Después de luchar en las filas comunistas en España y contra los nazis, Sandoval, que podría haber formado parte de La Nueve, lleva una existencia anodina en Montmartre, en la pensión Les Vilandes frente a un burdel iluminado por neones rosas y azules, que, «como los ideales, cambian de color». Atesora un manoseado libro de poemas de Miguel Hernández y su única distracción son las charlas que mantiene en los jardines del Museo Cluny con su amigo Rafael, fumador de Bisontes.
Su vida da un vuelco cuando en la empresa de taxis donde trabaja le entregan un flamante Citroën DS Prestige para que muestre la ciudad a la célebre actriz americana Linda Darnell y su joven acompañante, de visita en la ciudad. Asisten a un espectáculo de Josephine Baker, al bar del Ritz dedicado a la memoria de Hemingway, al centenario restaurante Le Procope, donde comieron Voltaire y Franklin… El glamur de la tournée parisina se alterna con crudas escenas de lucha en el desierto que se libran en Argelia, en las que participa Manuel, hermano de Ramón, las páginas más intensas de la novela. «El desierto se asemeja a un enfermo imaginario. (…) Cuando más lo conoces, más temes sus síntomas, y con el tiempo descubres que solo hay un medio para sobrellevarlo: aceptar su esencia».

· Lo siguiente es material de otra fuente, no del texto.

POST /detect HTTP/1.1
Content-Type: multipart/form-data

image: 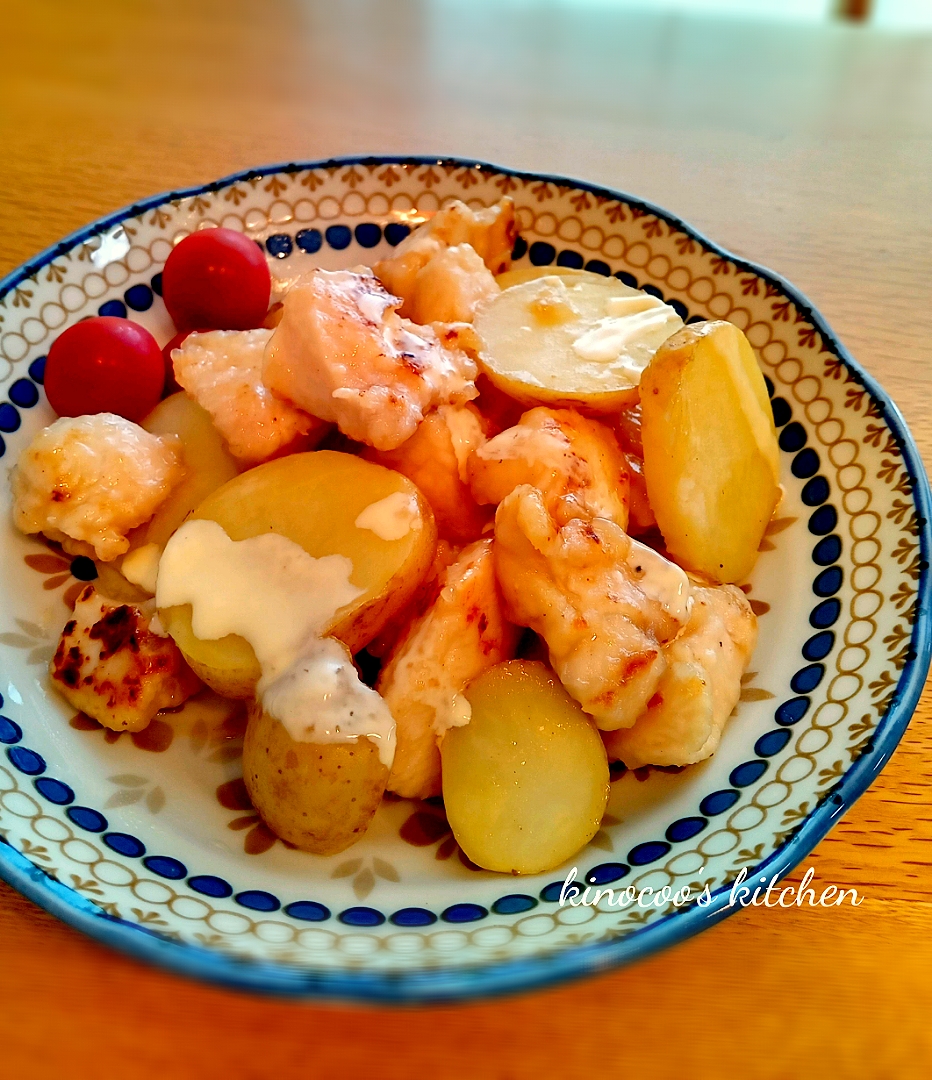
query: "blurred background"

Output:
[0,0,932,1080]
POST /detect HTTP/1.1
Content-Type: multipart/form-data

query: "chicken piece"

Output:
[363,404,491,543]
[374,197,517,321]
[49,585,201,731]
[11,413,185,562]
[402,244,501,323]
[469,407,630,528]
[495,486,690,730]
[172,329,327,467]
[605,585,757,769]
[264,270,476,450]
[376,540,518,798]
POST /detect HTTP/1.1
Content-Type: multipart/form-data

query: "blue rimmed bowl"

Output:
[0,158,930,1001]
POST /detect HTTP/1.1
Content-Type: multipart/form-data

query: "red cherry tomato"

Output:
[162,229,272,330]
[44,315,165,420]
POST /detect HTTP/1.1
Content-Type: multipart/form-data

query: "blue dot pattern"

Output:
[6,746,45,777]
[33,777,75,807]
[284,900,330,922]
[324,225,353,252]
[123,284,154,311]
[0,716,23,746]
[65,807,108,833]
[104,833,146,859]
[441,904,488,922]
[389,907,437,927]
[699,787,741,818]
[337,907,386,927]
[143,855,188,881]
[627,840,670,866]
[188,874,233,900]
[295,229,323,255]
[266,232,292,259]
[233,889,282,912]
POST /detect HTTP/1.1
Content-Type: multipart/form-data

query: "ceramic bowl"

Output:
[0,158,930,1001]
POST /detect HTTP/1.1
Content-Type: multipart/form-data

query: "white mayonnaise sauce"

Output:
[120,543,162,596]
[156,521,395,768]
[353,491,421,540]
[262,637,395,769]
[572,293,683,375]
[444,693,472,735]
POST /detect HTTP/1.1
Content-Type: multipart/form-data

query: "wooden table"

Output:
[0,0,932,1080]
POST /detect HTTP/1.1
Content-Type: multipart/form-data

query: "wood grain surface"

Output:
[0,0,932,1080]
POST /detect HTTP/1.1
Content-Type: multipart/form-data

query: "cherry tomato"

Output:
[162,229,272,330]
[45,315,165,420]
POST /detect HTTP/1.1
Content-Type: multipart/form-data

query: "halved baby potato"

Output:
[159,450,436,698]
[130,392,240,550]
[640,322,780,582]
[243,702,389,855]
[441,660,609,874]
[474,274,683,413]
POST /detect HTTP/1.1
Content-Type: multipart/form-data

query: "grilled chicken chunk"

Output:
[376,540,517,798]
[49,585,201,731]
[468,407,630,528]
[172,329,327,465]
[374,197,517,322]
[495,486,690,730]
[11,413,185,562]
[264,270,476,450]
[605,584,757,769]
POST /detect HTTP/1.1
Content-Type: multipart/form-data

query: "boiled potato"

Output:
[640,322,780,582]
[243,702,389,855]
[474,273,683,413]
[496,267,613,288]
[130,393,240,550]
[441,660,609,874]
[160,450,436,698]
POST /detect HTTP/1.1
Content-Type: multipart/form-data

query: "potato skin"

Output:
[243,702,389,855]
[640,322,780,582]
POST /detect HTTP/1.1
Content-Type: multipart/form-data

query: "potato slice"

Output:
[130,392,240,551]
[243,702,389,855]
[640,322,780,582]
[474,273,683,413]
[496,267,617,288]
[160,450,436,698]
[441,660,609,874]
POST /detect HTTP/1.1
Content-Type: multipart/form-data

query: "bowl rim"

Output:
[0,154,932,1004]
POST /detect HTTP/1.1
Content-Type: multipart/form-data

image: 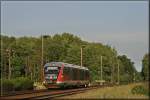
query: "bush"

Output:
[13,77,33,91]
[0,79,14,92]
[131,85,149,96]
[1,77,33,92]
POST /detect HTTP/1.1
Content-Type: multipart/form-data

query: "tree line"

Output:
[0,33,148,83]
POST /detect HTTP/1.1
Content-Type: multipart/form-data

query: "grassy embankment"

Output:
[57,83,149,99]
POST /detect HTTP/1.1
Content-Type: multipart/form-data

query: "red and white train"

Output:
[44,62,90,88]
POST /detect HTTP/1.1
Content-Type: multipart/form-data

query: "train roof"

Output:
[44,62,89,70]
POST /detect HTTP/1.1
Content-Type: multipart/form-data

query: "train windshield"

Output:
[44,66,59,74]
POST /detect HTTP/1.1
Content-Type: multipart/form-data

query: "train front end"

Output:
[44,63,61,88]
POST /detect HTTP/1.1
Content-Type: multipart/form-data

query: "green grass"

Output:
[57,83,149,99]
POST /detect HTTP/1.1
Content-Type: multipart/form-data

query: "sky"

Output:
[1,1,149,71]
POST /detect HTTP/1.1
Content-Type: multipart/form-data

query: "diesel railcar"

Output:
[44,62,90,88]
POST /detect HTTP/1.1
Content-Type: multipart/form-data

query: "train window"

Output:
[69,67,73,80]
[63,67,69,75]
[74,68,78,80]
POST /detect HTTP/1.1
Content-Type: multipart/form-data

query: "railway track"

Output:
[0,85,114,100]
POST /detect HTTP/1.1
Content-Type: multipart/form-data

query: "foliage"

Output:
[0,77,33,92]
[142,54,149,80]
[0,32,136,83]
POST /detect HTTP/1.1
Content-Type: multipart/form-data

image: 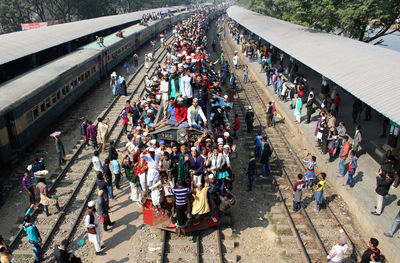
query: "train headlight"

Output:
[176,130,187,144]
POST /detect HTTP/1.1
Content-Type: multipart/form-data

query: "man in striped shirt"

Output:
[171,180,191,228]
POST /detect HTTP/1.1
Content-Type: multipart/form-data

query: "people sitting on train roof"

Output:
[187,98,207,130]
[106,8,236,231]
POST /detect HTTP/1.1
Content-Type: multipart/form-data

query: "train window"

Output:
[40,102,46,112]
[32,107,39,118]
[51,94,57,104]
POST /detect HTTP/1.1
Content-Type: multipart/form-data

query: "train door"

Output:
[97,51,107,78]
[4,112,18,149]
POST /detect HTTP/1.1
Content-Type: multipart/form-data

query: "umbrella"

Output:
[50,132,61,137]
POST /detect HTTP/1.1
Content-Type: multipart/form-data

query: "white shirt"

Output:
[160,80,169,100]
[187,105,207,126]
[326,244,347,262]
[181,75,193,98]
[92,156,103,172]
[233,55,239,65]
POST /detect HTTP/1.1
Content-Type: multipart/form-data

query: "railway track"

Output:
[222,21,364,262]
[10,37,172,262]
[159,228,226,263]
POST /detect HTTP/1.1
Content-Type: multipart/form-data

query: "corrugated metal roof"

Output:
[0,6,181,65]
[227,6,400,124]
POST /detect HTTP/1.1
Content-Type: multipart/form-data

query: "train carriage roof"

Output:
[227,6,400,123]
[0,50,98,115]
[0,6,184,65]
[0,19,155,114]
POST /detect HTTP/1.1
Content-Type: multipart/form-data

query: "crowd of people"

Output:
[85,10,240,255]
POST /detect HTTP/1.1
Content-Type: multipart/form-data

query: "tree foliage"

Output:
[0,0,197,32]
[238,0,400,42]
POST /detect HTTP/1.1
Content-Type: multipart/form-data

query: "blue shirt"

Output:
[168,104,175,120]
[24,224,40,243]
[255,135,262,147]
[111,160,121,174]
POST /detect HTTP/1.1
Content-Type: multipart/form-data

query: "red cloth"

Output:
[335,97,341,108]
[174,103,187,122]
[233,117,240,131]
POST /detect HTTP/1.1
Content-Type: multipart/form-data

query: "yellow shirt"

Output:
[317,180,326,191]
[192,183,210,215]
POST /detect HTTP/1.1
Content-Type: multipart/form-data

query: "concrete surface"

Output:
[226,32,400,262]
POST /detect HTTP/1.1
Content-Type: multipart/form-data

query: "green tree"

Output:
[239,0,400,42]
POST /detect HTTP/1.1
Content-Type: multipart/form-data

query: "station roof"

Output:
[227,6,400,124]
[0,6,181,65]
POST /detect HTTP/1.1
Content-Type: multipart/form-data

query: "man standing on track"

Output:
[232,51,239,69]
[23,215,43,263]
[86,121,97,150]
[97,118,110,152]
[85,201,105,256]
[324,225,347,263]
[244,106,254,133]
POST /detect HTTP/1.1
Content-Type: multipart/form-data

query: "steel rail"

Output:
[42,36,176,256]
[10,36,173,262]
[219,23,316,263]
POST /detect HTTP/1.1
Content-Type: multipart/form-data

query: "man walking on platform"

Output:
[97,118,110,152]
[244,106,254,133]
[339,136,350,177]
[86,121,97,150]
[371,169,393,216]
[266,101,274,127]
[85,201,105,256]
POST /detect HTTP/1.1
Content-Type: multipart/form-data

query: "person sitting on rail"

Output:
[187,98,207,130]
[191,183,210,218]
[170,180,192,235]
[189,147,204,187]
[140,147,160,190]
[166,97,189,128]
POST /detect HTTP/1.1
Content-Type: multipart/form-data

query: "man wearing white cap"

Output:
[187,98,207,130]
[189,147,204,186]
[181,69,193,107]
[140,148,160,189]
[85,201,104,256]
[166,97,189,128]
[244,106,254,133]
[160,72,169,117]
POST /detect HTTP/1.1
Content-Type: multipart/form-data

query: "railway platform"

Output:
[226,25,400,262]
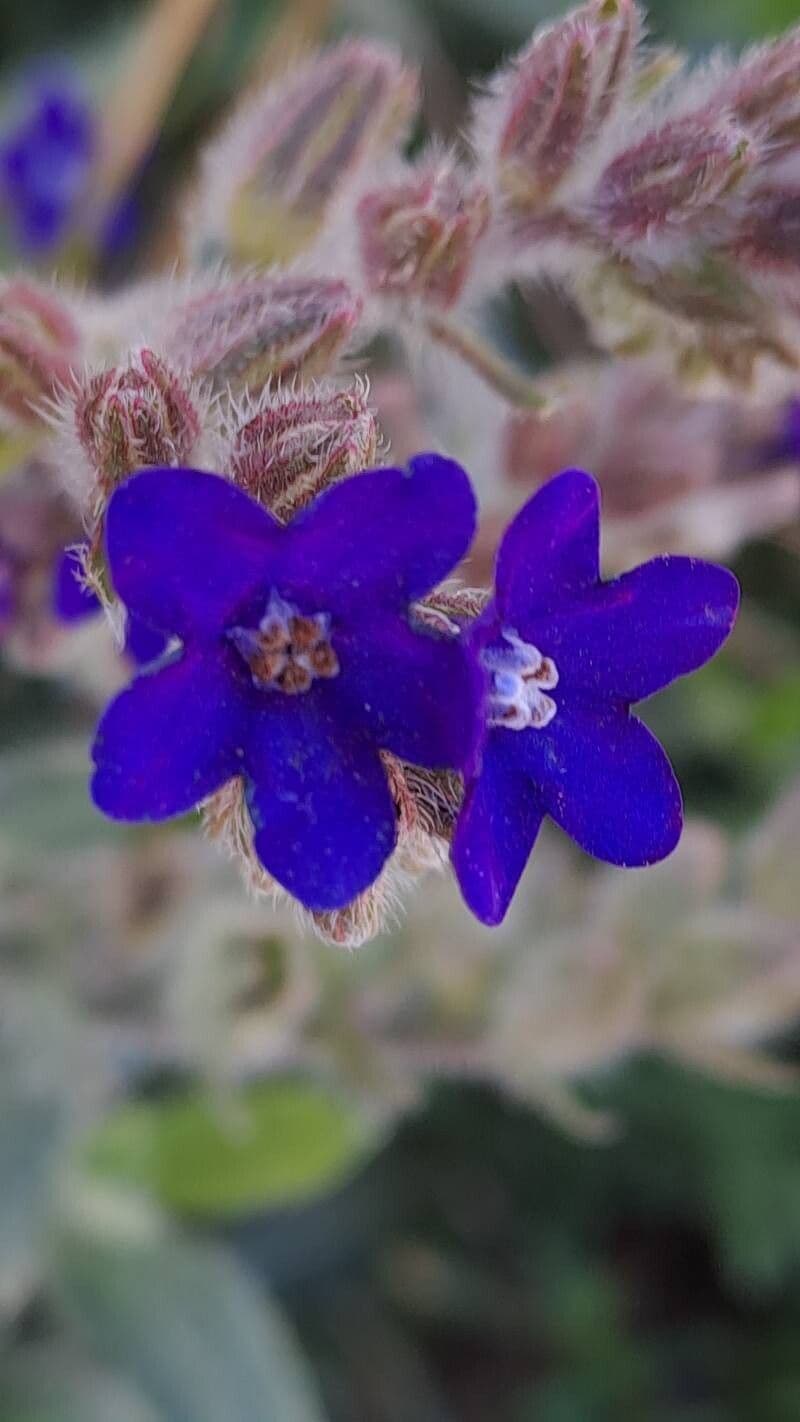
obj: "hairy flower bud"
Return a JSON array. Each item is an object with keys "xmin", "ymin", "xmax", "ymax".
[
  {"xmin": 161, "ymin": 276, "xmax": 361, "ymax": 392},
  {"xmin": 477, "ymin": 0, "xmax": 641, "ymax": 215},
  {"xmin": 189, "ymin": 40, "xmax": 416, "ymax": 263},
  {"xmin": 713, "ymin": 28, "xmax": 800, "ymax": 158},
  {"xmin": 590, "ymin": 111, "xmax": 756, "ymax": 245},
  {"xmin": 357, "ymin": 155, "xmax": 489, "ymax": 307},
  {"xmin": 0, "ymin": 277, "xmax": 80, "ymax": 429},
  {"xmin": 732, "ymin": 183, "xmax": 800, "ymax": 297},
  {"xmin": 74, "ymin": 348, "xmax": 200, "ymax": 502},
  {"xmin": 227, "ymin": 381, "xmax": 378, "ymax": 520}
]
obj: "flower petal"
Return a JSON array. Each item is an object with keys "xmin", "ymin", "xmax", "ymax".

Combinando su amor al cine y a la historia, Laborda teje un ameno relato con el ruido de fondo de la guerra de Argelia, cuyos ecos se perciben en la capital. Las tensiones entre el FLN y la OAS explotaron el 17 de octubre de 1961 en una multitudinaria manifestación saldada en un baño de sangre. Malraux y Jorge Semprún tienen un pequeño papel en el argumento, y el villano de la historia también es un personaje real, Maurice Papon, colaborador de los nazis y jefe de la policía, que llegó a vivir casi cien años y que utiliza a Sandoval como peón en su estrategia. Desengañado de unos y otros, cuando los del FLN intentan reclutarlo se niega en redondo: «¡A mí me va a hablar de libertad e ideología! Luché en dos guerras que creía justas y vivo rodeado de fantasmas por las cosas que tuve que hacer».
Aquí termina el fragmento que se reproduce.